No! Don’t think it. Do this. Pain is nothing. Pain is an obstacle on the road to freedom. I cannot be stopped. I will not be stopped. I will have my vengeance and my freedom, and those who have done this will tremble.

 

He took the tenth breath, braced his right arm with his left, and gathered his power. Old scars ripped open on his palm as the blue luxin tore through his skin.

 

Dazen screamed rage and despair and hatred and pure, glorious will. A missile burst from him with incredible power.

 

During the False Prism’s War, he’d been hit in the chest with a war hammer once. It had cracked his shield and a rib. With his weakened body, this was worse. He passed out.

 

But when he opened his eyes, he saw his victory. The green luxin was broken. A few fibrous tendrils held on, but it was broken. He could see darkness beyond.
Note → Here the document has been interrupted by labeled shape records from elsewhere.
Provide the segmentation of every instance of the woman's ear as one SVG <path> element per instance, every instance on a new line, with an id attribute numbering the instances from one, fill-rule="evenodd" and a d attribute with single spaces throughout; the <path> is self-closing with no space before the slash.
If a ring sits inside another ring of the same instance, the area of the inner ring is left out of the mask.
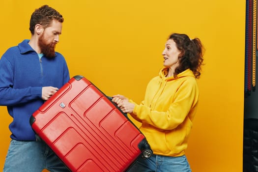
<path id="1" fill-rule="evenodd" d="M 44 31 L 44 28 L 42 26 L 39 24 L 37 24 L 35 26 L 35 32 L 37 34 L 41 34 Z"/>

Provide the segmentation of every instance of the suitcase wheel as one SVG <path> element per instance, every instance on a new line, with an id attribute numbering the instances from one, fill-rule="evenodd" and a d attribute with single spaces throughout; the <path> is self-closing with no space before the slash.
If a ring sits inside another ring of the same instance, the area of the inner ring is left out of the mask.
<path id="1" fill-rule="evenodd" d="M 142 154 L 142 158 L 143 159 L 148 158 L 152 155 L 152 151 L 150 149 L 144 150 Z"/>
<path id="2" fill-rule="evenodd" d="M 36 137 L 36 141 L 41 142 L 42 141 L 41 138 L 40 138 L 40 137 L 37 134 L 36 134 L 35 136 Z"/>

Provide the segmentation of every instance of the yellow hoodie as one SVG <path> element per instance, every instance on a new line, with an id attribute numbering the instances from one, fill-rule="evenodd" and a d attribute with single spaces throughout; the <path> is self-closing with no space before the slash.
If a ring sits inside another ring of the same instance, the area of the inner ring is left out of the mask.
<path id="1" fill-rule="evenodd" d="M 193 72 L 187 69 L 177 78 L 167 78 L 161 70 L 146 89 L 144 100 L 135 104 L 131 115 L 142 123 L 140 129 L 153 153 L 168 156 L 184 155 L 196 112 L 199 92 Z"/>

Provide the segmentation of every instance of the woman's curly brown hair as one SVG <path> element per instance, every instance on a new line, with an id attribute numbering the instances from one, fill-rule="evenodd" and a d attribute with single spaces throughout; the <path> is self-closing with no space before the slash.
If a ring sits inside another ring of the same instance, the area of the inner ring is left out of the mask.
<path id="1" fill-rule="evenodd" d="M 181 52 L 178 57 L 179 66 L 175 69 L 174 77 L 190 69 L 196 78 L 201 75 L 201 65 L 203 65 L 204 48 L 199 38 L 190 39 L 185 34 L 172 33 L 168 39 L 172 39 Z"/>

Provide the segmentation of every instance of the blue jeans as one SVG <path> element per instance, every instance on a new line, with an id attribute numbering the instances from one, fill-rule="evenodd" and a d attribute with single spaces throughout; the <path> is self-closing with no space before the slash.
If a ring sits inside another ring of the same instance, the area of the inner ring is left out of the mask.
<path id="1" fill-rule="evenodd" d="M 11 141 L 3 172 L 70 172 L 43 142 Z"/>
<path id="2" fill-rule="evenodd" d="M 138 158 L 128 172 L 191 172 L 192 171 L 185 155 L 175 157 L 153 154 L 149 158 Z"/>

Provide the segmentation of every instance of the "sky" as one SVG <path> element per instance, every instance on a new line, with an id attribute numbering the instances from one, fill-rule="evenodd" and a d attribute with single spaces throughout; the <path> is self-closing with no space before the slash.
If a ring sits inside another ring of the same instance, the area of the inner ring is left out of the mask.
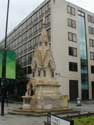
<path id="1" fill-rule="evenodd" d="M 0 0 L 0 40 L 5 36 L 6 7 L 8 0 Z M 8 32 L 14 29 L 44 0 L 10 0 Z M 94 0 L 67 0 L 94 13 Z"/>

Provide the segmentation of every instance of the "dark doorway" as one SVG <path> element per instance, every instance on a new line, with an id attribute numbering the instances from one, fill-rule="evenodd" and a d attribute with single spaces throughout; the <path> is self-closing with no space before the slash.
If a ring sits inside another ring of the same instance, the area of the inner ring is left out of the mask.
<path id="1" fill-rule="evenodd" d="M 94 82 L 92 82 L 92 99 L 94 100 Z"/>
<path id="2" fill-rule="evenodd" d="M 70 80 L 69 81 L 69 95 L 70 101 L 75 101 L 78 97 L 78 81 Z"/>

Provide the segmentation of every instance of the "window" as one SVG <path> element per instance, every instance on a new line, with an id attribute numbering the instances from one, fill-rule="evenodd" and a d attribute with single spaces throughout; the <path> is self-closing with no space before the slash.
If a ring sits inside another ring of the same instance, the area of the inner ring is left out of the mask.
<path id="1" fill-rule="evenodd" d="M 94 17 L 91 15 L 88 15 L 88 22 L 94 23 Z"/>
<path id="2" fill-rule="evenodd" d="M 77 63 L 69 62 L 69 71 L 77 72 L 78 71 Z"/>
<path id="3" fill-rule="evenodd" d="M 71 7 L 71 6 L 67 6 L 67 13 L 75 16 L 76 12 L 75 12 L 75 8 Z"/>
<path id="4" fill-rule="evenodd" d="M 76 21 L 72 19 L 68 19 L 68 26 L 71 28 L 76 28 Z"/>
<path id="5" fill-rule="evenodd" d="M 90 52 L 90 59 L 94 60 L 94 52 Z"/>
<path id="6" fill-rule="evenodd" d="M 89 45 L 90 47 L 94 47 L 94 39 L 89 39 Z"/>
<path id="7" fill-rule="evenodd" d="M 94 73 L 94 66 L 91 66 L 91 73 Z"/>
<path id="8" fill-rule="evenodd" d="M 77 42 L 77 35 L 75 33 L 68 32 L 68 40 L 72 42 Z"/>
<path id="9" fill-rule="evenodd" d="M 88 27 L 89 34 L 94 34 L 94 27 Z"/>
<path id="10" fill-rule="evenodd" d="M 70 56 L 77 56 L 77 48 L 69 47 L 69 55 Z"/>

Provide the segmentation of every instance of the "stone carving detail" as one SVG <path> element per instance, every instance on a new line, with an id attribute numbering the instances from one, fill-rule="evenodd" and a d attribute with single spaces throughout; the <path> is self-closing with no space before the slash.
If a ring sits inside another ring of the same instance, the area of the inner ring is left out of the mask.
<path id="1" fill-rule="evenodd" d="M 58 109 L 63 106 L 60 85 L 54 77 L 55 69 L 46 31 L 46 21 L 43 17 L 40 41 L 32 58 L 32 79 L 28 82 L 26 94 L 23 96 L 23 102 L 28 99 L 29 103 L 28 105 L 23 103 L 23 108 L 45 110 Z"/>
<path id="2" fill-rule="evenodd" d="M 47 75 L 49 72 L 50 74 L 52 74 L 55 71 L 55 62 L 52 56 L 51 49 L 49 47 L 48 34 L 45 26 L 45 18 L 43 18 L 43 28 L 41 32 L 40 42 L 38 48 L 34 51 L 32 59 L 32 71 L 35 74 L 35 77 L 38 76 L 37 74 L 39 74 L 39 72 L 40 75 L 42 72 L 45 72 L 45 74 Z M 47 71 L 49 72 L 47 73 Z"/>

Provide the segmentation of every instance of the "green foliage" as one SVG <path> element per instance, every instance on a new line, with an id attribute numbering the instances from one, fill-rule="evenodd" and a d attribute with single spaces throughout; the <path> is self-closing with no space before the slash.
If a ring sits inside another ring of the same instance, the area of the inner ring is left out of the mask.
<path id="1" fill-rule="evenodd" d="M 74 125 L 94 125 L 94 117 L 75 118 Z"/>

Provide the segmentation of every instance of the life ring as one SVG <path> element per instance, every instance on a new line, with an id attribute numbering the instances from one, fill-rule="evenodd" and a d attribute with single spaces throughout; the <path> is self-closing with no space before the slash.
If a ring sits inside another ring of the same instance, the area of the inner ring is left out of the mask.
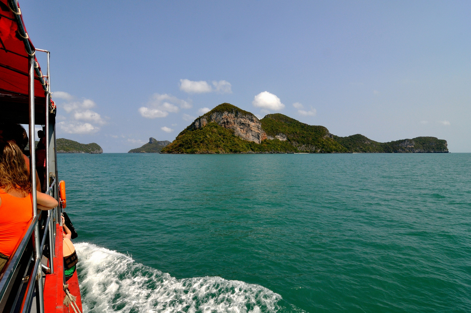
<path id="1" fill-rule="evenodd" d="M 65 207 L 65 182 L 64 181 L 59 182 L 59 195 L 61 206 L 62 207 Z"/>

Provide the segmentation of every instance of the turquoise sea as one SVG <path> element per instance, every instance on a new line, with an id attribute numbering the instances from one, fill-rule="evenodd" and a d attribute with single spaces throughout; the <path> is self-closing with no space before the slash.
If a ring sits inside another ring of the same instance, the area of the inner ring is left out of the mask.
<path id="1" fill-rule="evenodd" d="M 57 158 L 84 313 L 471 312 L 471 154 Z"/>

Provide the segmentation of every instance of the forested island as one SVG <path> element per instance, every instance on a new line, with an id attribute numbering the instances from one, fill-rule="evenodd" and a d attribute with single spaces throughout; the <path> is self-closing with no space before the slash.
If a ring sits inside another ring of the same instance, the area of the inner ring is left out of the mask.
<path id="1" fill-rule="evenodd" d="M 259 120 L 229 103 L 220 104 L 195 119 L 161 151 L 178 154 L 448 152 L 447 141 L 436 137 L 389 142 L 375 141 L 360 134 L 341 137 L 323 126 L 309 125 L 279 113 Z"/>
<path id="2" fill-rule="evenodd" d="M 150 137 L 148 142 L 140 148 L 130 150 L 128 153 L 159 153 L 169 143 L 170 141 L 168 140 L 159 141 L 155 138 Z"/>
<path id="3" fill-rule="evenodd" d="M 57 153 L 103 153 L 103 149 L 98 144 L 80 143 L 65 138 L 59 138 L 56 141 Z"/>

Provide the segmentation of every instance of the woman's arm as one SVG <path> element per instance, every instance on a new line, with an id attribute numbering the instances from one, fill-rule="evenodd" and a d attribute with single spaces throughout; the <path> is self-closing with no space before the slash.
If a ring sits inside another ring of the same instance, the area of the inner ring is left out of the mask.
<path id="1" fill-rule="evenodd" d="M 55 199 L 45 193 L 37 192 L 36 197 L 36 203 L 40 210 L 50 210 L 59 205 L 59 203 Z"/>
His prison was broken.

 

With a calm willpower that would have stunned a younger version of himself, he drank some water, ate a little of the bread. Not so much that his long-empty stomach would revolt.

 

Then, only then, did he draft a tiny thread of green. It was light, it was life, it was power and connectedness and well-being and strength.

 

Only then did he allow himself a moment of triumph. He had done it. He had done it. He really was unstoppable. He was a god.

 

He stood, grinning, legs trembling, but strong enough to allow him to stand, and tottered over to the hole. He tore away the green luxin with his bare hands, opened the hole enough to peer through. To crawl through, once he gained a little more strength.

 

Poking his head through the hole, he drafted some green imperfectly into his hand, bathing the darkness in weak green light. The green egg in which he’d been imprisoned was, it appeared, contained within a greater chamber, only a little larger than the egg itself. It wouldn’t have mattered which wall Dazen broke through. All of them were equal.

 

For one stupid moment, he was furious at the time he’d wasted, wondering which side to attack. But then that passed. That day of vacillation was gone, it couldn’t be called back, and it was illogical to fret over it, to waste more of the present on the past. He pushed it away, and his smile came back.

 

To one side of the chamber, he saw a tunnel, floor glittering with sharp shards of hellstone.

 

Dazen laughed, low, quiet. It was a laugh at finally, finally being underestimated.

 

No, brother, that won’t work. Not this time.